Importa esclarecer sobre a real importância deste laboratório para o diagnóstico definitivo e precoce em muitos doentes com esclerose múltipla, através da pesquisa de bandas oligoclonais pela técnica mais sensível para o efeito, publicada em 1994, e a única aprovada por consenso europeu, que se chama “focagem isoeléctrica”.
Os doentes em questão manifestaram o seu desacordo e recorreram à nossa Associação para divulgarmos esta situação a todos os doentes de esclerose múltipla, pois o que está em causa é a perda de qualidade na eficácia diagnostica, no que se refere à E.M.
No Departamento de Patologia Clínica, não fazem a técnica segundo os padrões mencionados anteriormente, pelo que a utilização de técnicas mais antigas e menos sensíveis pode dar um resultado falsamente negativo, o que prejudica os doentes ao atrasar o diagnóstico.
A demora média entre a punção lombar e o resultado no referido Laboratório era de 8 dias (dados de 1999, 2000 e 2001), isto é, tanto ou até menos tempo do que o de uma ressonância. No referido Departamento, a demora média aumentou substancialmente, sendo superior a três semanas.
Para além disto, o Departamento de Patologia Clínica está situado três pisos abaixo da Neurologia e as amostras de LCR não são processadas de imediato dado o grande volume de outras análises que este departamento faz (sangue, urina, expectoração, LCR, entre outros), pelo que há o risco de deterioração dos produtos e de contaminação. Note-se que estamos a falar de LCR, cuja colheita implica uma punção lombar que é um exame invasivo, isto é, não é facilmente realizável, ao contrário, por exemplo, de um exame ao sangue que facilmente se colhe outra amostra, se for necessário.
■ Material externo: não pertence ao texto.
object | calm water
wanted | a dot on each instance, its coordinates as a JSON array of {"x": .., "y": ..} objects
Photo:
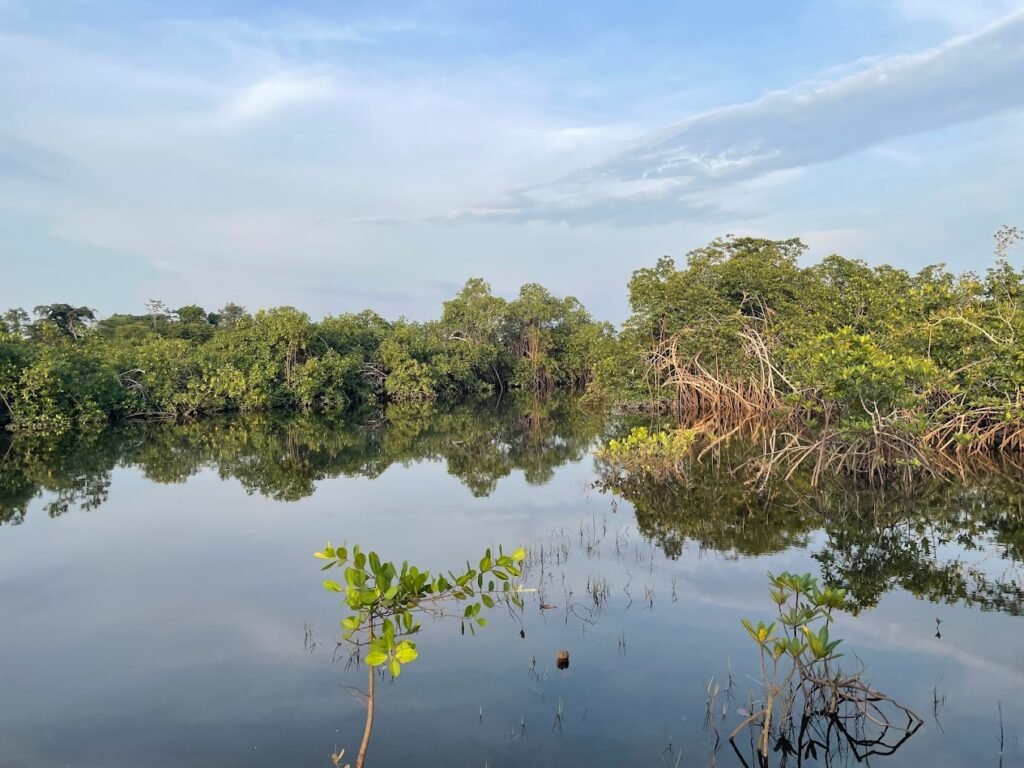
[{"x": 161, "y": 605}]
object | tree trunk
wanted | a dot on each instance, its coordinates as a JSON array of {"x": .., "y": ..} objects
[{"x": 368, "y": 731}]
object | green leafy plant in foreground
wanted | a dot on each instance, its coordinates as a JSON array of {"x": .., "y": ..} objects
[
  {"x": 386, "y": 600},
  {"x": 649, "y": 454},
  {"x": 809, "y": 702}
]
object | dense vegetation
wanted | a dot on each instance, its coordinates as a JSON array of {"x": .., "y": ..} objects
[
  {"x": 867, "y": 369},
  {"x": 66, "y": 370}
]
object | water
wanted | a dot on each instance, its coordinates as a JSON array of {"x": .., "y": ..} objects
[{"x": 161, "y": 605}]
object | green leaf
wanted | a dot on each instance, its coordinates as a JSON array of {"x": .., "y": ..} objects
[{"x": 406, "y": 653}]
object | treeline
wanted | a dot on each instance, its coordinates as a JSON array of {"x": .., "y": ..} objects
[
  {"x": 64, "y": 369},
  {"x": 867, "y": 369}
]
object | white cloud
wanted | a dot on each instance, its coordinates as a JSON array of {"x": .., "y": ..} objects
[
  {"x": 961, "y": 15},
  {"x": 275, "y": 94},
  {"x": 667, "y": 175}
]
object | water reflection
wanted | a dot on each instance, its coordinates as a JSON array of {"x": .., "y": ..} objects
[
  {"x": 945, "y": 542},
  {"x": 283, "y": 458}
]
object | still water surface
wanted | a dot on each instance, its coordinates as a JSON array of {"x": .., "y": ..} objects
[{"x": 161, "y": 606}]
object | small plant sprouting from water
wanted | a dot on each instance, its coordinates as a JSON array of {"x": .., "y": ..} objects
[
  {"x": 646, "y": 454},
  {"x": 809, "y": 704},
  {"x": 386, "y": 599}
]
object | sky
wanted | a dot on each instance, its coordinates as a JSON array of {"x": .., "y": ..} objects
[{"x": 337, "y": 156}]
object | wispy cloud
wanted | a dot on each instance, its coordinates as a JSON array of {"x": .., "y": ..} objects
[
  {"x": 274, "y": 94},
  {"x": 667, "y": 176}
]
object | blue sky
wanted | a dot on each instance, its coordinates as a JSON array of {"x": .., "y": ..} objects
[{"x": 337, "y": 156}]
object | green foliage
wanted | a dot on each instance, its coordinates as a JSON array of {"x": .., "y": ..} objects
[
  {"x": 66, "y": 371},
  {"x": 386, "y": 599},
  {"x": 643, "y": 453},
  {"x": 850, "y": 371}
]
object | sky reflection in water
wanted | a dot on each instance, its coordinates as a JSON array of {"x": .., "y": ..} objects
[{"x": 158, "y": 582}]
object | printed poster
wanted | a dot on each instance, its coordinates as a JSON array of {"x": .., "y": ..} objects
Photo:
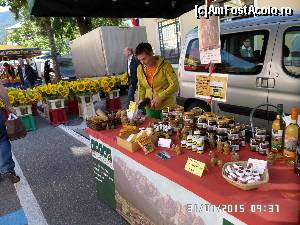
[
  {"x": 209, "y": 40},
  {"x": 211, "y": 87}
]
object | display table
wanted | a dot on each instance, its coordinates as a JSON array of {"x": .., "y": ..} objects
[{"x": 145, "y": 189}]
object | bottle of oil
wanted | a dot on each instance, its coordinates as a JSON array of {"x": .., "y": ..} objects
[
  {"x": 278, "y": 127},
  {"x": 291, "y": 138}
]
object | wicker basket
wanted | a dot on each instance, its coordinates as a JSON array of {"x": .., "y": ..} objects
[{"x": 265, "y": 177}]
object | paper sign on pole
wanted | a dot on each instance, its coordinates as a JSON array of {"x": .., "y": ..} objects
[
  {"x": 195, "y": 167},
  {"x": 209, "y": 40},
  {"x": 211, "y": 87}
]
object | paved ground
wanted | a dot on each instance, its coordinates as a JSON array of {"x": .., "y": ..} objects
[{"x": 58, "y": 170}]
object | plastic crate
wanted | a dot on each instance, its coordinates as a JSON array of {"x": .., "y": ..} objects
[
  {"x": 56, "y": 104},
  {"x": 4, "y": 113},
  {"x": 113, "y": 104},
  {"x": 73, "y": 107},
  {"x": 23, "y": 110},
  {"x": 86, "y": 110},
  {"x": 58, "y": 116},
  {"x": 34, "y": 110},
  {"x": 28, "y": 122}
]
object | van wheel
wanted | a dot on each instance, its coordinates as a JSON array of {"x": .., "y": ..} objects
[{"x": 205, "y": 107}]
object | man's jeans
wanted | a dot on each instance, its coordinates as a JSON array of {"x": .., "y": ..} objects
[
  {"x": 6, "y": 162},
  {"x": 131, "y": 92}
]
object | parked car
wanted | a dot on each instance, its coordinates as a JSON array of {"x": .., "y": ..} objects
[
  {"x": 66, "y": 67},
  {"x": 271, "y": 75}
]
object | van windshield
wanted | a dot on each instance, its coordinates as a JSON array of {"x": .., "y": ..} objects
[
  {"x": 291, "y": 52},
  {"x": 241, "y": 53}
]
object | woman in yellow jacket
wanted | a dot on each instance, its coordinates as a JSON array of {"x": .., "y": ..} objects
[{"x": 156, "y": 78}]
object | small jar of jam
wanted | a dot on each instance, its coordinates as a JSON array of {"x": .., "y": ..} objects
[
  {"x": 231, "y": 121},
  {"x": 234, "y": 145},
  {"x": 233, "y": 134},
  {"x": 222, "y": 138},
  {"x": 211, "y": 124},
  {"x": 188, "y": 118},
  {"x": 202, "y": 122},
  {"x": 222, "y": 127}
]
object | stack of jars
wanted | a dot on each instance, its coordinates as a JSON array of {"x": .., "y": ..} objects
[{"x": 260, "y": 143}]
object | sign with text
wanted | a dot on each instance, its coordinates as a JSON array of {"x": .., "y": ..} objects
[
  {"x": 195, "y": 167},
  {"x": 103, "y": 171},
  {"x": 211, "y": 87},
  {"x": 209, "y": 40}
]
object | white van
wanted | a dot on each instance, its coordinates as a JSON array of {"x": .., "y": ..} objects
[{"x": 271, "y": 73}]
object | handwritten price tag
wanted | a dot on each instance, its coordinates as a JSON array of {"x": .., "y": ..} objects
[{"x": 195, "y": 167}]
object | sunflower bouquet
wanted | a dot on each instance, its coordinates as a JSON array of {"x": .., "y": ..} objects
[
  {"x": 17, "y": 97},
  {"x": 54, "y": 91},
  {"x": 83, "y": 87},
  {"x": 108, "y": 83},
  {"x": 124, "y": 78}
]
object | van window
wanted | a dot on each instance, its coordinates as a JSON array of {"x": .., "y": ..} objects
[
  {"x": 241, "y": 53},
  {"x": 291, "y": 52}
]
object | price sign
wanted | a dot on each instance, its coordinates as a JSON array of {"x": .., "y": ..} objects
[{"x": 195, "y": 167}]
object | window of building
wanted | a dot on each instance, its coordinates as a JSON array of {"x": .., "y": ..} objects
[
  {"x": 241, "y": 53},
  {"x": 169, "y": 40},
  {"x": 291, "y": 52}
]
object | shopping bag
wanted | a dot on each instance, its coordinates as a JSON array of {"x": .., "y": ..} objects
[{"x": 15, "y": 128}]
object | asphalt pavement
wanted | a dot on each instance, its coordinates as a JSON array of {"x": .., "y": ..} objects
[{"x": 57, "y": 169}]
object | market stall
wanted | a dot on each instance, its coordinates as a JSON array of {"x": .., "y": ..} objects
[{"x": 149, "y": 189}]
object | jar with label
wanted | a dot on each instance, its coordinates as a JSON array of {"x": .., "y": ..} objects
[
  {"x": 194, "y": 146},
  {"x": 231, "y": 121},
  {"x": 263, "y": 148},
  {"x": 222, "y": 138},
  {"x": 189, "y": 130},
  {"x": 197, "y": 133},
  {"x": 211, "y": 124},
  {"x": 200, "y": 146},
  {"x": 233, "y": 134},
  {"x": 222, "y": 127},
  {"x": 260, "y": 135},
  {"x": 202, "y": 122},
  {"x": 253, "y": 145},
  {"x": 189, "y": 142},
  {"x": 188, "y": 118},
  {"x": 234, "y": 145},
  {"x": 209, "y": 114},
  {"x": 211, "y": 136}
]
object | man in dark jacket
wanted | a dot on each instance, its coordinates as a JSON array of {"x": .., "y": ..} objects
[
  {"x": 132, "y": 64},
  {"x": 27, "y": 74}
]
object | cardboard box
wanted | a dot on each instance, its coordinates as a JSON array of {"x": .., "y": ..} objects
[{"x": 133, "y": 147}]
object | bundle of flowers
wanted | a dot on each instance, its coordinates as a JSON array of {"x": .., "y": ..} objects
[
  {"x": 124, "y": 78},
  {"x": 108, "y": 83},
  {"x": 54, "y": 91},
  {"x": 83, "y": 87},
  {"x": 18, "y": 97}
]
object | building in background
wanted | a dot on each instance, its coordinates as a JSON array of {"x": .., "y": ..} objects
[{"x": 167, "y": 36}]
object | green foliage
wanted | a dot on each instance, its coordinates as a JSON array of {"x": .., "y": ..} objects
[{"x": 33, "y": 33}]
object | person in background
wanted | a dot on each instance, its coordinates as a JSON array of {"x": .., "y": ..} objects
[
  {"x": 157, "y": 79},
  {"x": 132, "y": 64},
  {"x": 27, "y": 74},
  {"x": 7, "y": 165},
  {"x": 246, "y": 49},
  {"x": 10, "y": 71},
  {"x": 47, "y": 70}
]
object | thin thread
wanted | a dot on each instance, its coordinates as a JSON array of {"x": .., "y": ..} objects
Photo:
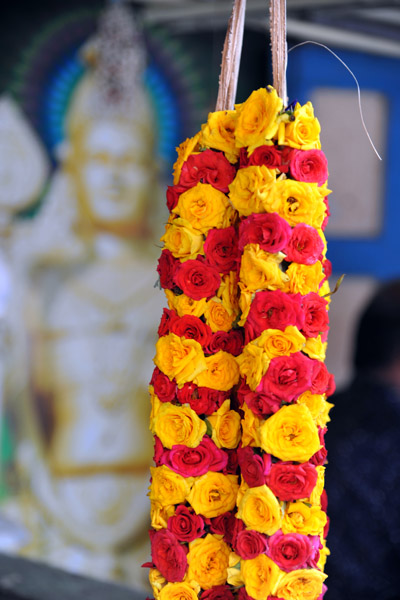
[{"x": 357, "y": 84}]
Também a optimização de resultados assenta sempre no interesse que os técnicos põem no que fazem. Assim, ninguém substitui com qualidade um neurologista, há anos, no Hospital de S. João, a realizar esta análise do LCR, especialmente dirigida para os doentes com esclerose múltipla.
Numa altura em que só se fala da evolução e progressão da medicina, estaremos nós a presenciar um exemplo concreto de regressão?